RETOUR À LA NORMALE POUR LA PIERRE FRANCILIENNE
Si les transactions marquent le pas dans le Bassin parisien, les prix résistent. De quoi inciter les acquéreurs à se tourner vers de nouveaux marchés.
clap de fin pour l’euphorie sur le marché immobilier en Île-de-France. Quels que soient les départements, les professionnels dressent le même constat. Si de nombreuses transactions se concluent toujours, les acquéreurs achètent moins et ne sont plus prêts à dépenser des sommes folles pour tous types de biens, même sur des marchés prisés comme celui de Neuilly : « Les biens situés dans les secteurs très recherchés comme le boulevard Maurice-Barrès dans le bois de Boulogne ou de l’autre côté, vers le boulevard d’Inkermann se vendent très vite et les prix restent hauts car il n’y en a pas, indique Olivia Pottier, directrice de l’agence Émile Garcin à Neuilly-sur-Seine.
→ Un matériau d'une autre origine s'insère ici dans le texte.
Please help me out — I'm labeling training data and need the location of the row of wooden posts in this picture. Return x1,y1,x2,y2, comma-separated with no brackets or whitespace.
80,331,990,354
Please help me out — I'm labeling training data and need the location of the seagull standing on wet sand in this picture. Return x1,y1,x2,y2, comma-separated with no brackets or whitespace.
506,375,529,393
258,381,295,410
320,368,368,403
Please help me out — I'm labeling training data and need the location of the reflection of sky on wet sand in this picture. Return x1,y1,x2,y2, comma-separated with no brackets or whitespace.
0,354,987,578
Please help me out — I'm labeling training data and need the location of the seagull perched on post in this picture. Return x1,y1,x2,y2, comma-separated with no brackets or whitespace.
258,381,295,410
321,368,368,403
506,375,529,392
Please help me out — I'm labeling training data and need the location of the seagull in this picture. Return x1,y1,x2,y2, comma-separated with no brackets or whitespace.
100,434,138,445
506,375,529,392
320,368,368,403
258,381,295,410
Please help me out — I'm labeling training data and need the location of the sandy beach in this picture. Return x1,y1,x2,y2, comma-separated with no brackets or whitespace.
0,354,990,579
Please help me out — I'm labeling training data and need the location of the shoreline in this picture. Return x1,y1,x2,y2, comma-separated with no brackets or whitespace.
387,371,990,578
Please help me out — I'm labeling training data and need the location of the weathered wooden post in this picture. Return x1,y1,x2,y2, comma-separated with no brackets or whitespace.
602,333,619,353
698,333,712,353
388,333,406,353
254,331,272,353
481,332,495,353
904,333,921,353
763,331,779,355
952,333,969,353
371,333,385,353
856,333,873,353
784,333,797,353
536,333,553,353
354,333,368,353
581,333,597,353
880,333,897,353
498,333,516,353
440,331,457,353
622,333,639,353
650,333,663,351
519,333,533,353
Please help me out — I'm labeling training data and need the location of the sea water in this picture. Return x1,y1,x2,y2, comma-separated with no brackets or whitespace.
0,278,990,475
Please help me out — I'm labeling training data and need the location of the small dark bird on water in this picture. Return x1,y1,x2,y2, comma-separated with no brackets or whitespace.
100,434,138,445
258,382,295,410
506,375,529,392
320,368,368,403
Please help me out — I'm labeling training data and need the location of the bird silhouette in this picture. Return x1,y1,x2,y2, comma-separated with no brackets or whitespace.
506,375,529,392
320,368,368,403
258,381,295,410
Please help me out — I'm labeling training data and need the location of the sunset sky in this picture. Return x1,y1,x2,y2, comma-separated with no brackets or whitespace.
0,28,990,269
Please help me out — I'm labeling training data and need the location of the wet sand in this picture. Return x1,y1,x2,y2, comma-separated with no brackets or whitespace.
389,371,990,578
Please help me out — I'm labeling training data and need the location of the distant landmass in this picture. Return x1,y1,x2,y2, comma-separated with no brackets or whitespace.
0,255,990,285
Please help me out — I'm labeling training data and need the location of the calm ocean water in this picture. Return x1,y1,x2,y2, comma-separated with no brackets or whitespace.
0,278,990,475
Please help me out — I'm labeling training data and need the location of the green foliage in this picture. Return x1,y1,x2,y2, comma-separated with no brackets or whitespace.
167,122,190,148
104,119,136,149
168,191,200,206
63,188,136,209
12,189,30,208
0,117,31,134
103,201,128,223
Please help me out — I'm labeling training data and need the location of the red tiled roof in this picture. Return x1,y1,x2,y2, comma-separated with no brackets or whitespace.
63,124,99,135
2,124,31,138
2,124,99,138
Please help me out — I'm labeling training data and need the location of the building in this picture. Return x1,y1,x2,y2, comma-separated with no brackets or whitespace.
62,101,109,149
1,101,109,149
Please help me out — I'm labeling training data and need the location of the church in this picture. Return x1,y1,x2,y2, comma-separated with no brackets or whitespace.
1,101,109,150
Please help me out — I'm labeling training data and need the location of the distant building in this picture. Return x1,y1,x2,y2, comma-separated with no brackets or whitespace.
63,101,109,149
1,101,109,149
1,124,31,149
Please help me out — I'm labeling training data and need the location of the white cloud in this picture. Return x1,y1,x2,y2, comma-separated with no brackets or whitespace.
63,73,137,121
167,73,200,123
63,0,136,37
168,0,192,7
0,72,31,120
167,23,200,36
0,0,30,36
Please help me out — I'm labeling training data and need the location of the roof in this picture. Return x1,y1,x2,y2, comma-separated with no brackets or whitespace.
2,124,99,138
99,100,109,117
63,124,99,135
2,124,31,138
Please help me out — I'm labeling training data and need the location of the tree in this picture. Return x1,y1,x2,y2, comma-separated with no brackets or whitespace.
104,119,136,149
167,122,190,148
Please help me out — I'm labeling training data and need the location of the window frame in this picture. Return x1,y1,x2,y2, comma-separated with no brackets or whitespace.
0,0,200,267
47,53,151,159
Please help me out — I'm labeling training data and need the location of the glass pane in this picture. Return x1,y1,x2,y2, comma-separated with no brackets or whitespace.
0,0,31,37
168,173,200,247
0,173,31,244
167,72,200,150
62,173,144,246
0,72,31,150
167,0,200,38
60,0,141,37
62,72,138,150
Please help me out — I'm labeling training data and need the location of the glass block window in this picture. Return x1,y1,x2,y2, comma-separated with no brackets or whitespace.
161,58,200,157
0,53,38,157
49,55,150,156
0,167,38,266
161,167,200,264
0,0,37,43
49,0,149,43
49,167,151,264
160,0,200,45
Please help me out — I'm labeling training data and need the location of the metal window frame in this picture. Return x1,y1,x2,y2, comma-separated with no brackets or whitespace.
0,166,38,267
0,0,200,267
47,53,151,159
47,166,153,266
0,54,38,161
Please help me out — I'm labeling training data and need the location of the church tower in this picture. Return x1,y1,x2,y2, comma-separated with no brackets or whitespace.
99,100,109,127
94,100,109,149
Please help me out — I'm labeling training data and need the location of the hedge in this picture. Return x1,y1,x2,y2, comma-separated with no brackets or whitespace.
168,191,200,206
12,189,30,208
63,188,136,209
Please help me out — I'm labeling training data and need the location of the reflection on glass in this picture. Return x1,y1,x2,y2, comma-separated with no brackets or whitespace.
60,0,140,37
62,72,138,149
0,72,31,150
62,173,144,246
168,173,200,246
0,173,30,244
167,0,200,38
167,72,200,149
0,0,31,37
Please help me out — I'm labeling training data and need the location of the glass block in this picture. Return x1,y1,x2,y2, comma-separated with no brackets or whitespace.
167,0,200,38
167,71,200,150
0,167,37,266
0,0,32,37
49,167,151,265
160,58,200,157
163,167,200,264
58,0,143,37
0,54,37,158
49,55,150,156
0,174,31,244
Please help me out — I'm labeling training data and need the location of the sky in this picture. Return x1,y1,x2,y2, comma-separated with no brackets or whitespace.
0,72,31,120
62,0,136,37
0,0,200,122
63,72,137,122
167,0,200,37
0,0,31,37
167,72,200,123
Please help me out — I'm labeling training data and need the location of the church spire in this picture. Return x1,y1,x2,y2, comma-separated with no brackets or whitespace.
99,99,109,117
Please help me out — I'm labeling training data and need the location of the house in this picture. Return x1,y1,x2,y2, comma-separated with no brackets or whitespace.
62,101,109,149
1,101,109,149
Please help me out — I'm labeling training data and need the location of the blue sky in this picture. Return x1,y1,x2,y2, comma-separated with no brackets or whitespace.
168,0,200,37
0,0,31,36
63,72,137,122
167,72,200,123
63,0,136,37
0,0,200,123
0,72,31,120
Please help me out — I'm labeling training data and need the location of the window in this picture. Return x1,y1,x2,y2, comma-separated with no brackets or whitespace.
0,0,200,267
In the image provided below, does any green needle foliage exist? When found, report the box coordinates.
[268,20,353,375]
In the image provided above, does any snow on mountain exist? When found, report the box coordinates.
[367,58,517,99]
Dans le bois, certains appartements se sont vendus à 17 000 €/m² cette année. Pour des biens ayant moins d’atouts, le délai de vente peut s’allonger et le prix devra être plus attractif pour que l’appartement trouve preneur. » Selon la chambre des notaires de Paris-Île-de-France, le mètre carré moyen pour les appartements dans la ville est estimé à 11 180 €. Mais tout dépend du quartier où l’on achète : « Nous venons de vendre rue Saint-James un appartement de 206 m² en rez-de-jardin pour 3,5 millions d’euros, soit plus de 16 000 €/m². Dans le même temps, un autre appartement de 109 m² situé, lui, boulevard Victor-Hugo, s’est vendu 1,4 million d’euros, c’est-à-dire un peu plus de 12 000 €/m² », constate Sandra Sabah, Team Leader Engel & Völkers pour les Hauts-de-Seine.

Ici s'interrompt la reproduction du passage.